I could find a couple of things on Kirby’s performance in the forum. Too many subpages is not a good idea. But I couldn’t find anything on the amount of files a page can have. Are too many files for a page a bottleneck? And does the size of the original files matter for directory reading performance? Let’s say an unoptimized image is uploaded and weighs in 1.5MB, does that impact performance compared to an optimized 350kb version for instance.
Yes, same as with subpages. Having many files distributed over many pages is fine though.
I have not tested this, but I don’t think it will. It will only matter if you create thumbs for example.
Defines “too many” - I mean… how many is “too many” ?
I have a heavy homepage (heavy, due to complex codes / slider / effects) and it has about 20 images.
Personally, I think that is “too many” (no body wants to download a homepage, containing 20 images) - but is it really that much?
Or is “too many” 100+, or 1000+ assets?
Thanks.

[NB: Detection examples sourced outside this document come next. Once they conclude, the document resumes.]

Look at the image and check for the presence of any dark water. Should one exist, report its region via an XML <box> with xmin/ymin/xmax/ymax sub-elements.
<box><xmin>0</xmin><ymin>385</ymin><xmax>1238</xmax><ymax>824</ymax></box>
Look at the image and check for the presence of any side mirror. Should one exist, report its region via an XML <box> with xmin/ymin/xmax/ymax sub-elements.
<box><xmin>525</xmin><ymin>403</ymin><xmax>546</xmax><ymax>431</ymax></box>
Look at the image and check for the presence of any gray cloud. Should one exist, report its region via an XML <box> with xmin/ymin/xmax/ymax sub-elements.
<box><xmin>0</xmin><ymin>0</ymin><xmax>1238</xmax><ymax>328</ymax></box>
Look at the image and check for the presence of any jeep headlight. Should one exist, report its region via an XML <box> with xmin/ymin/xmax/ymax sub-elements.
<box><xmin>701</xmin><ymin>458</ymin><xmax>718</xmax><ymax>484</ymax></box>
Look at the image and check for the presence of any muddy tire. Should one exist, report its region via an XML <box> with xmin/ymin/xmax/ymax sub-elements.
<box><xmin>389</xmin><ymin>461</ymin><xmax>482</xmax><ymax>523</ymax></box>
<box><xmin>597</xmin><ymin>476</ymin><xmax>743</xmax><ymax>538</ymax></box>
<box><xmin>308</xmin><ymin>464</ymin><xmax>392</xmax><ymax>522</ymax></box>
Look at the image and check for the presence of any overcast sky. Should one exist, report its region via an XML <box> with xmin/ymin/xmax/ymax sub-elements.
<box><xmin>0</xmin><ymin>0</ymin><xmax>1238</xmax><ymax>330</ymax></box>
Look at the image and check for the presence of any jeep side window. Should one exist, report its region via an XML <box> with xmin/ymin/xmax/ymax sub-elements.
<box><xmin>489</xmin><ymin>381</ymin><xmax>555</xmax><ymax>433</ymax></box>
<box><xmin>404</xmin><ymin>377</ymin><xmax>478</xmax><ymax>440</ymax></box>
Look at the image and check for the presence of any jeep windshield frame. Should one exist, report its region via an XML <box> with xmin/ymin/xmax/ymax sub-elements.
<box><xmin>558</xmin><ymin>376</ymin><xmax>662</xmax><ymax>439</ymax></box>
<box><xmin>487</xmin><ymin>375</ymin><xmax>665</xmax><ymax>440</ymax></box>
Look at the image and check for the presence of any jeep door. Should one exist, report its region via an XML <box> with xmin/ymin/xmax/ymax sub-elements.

My question mainly arose from testing with the new panel 2.2 compared to the old one. For instance if I have a page with over 100 files adding a new image in panel version 2.1.1 works fine but in panel 2.2 you literally see the spinner for 30 seconds (on localhost). This made me wonder about a performance limit for files in the panel (on the front-end I divide them over multiple loads anyway).
It is much if you embed all of these images at the same time (as you wrote: much to download), but it isn’t too much for Kirby. I don’t have an exact figure, but I think the “maximum” number of files per page starts at about 100, also depending on your server and your server’s I/O (hard drive) performance.
Hm, that shouldn’t be. Thanks for posting an issue on GitHub. If anyone else has a similar problem, feel free to comment on this over on GitHub.
Perfect, that is a number I can deal with!
Please keep in mind that this figure is a rough estimate. It also depends on your site and your template code. If you worry about using many files in your project, please just try it out and check whether the performance is good enough for you. You can try out Kirby for free before you buy a license.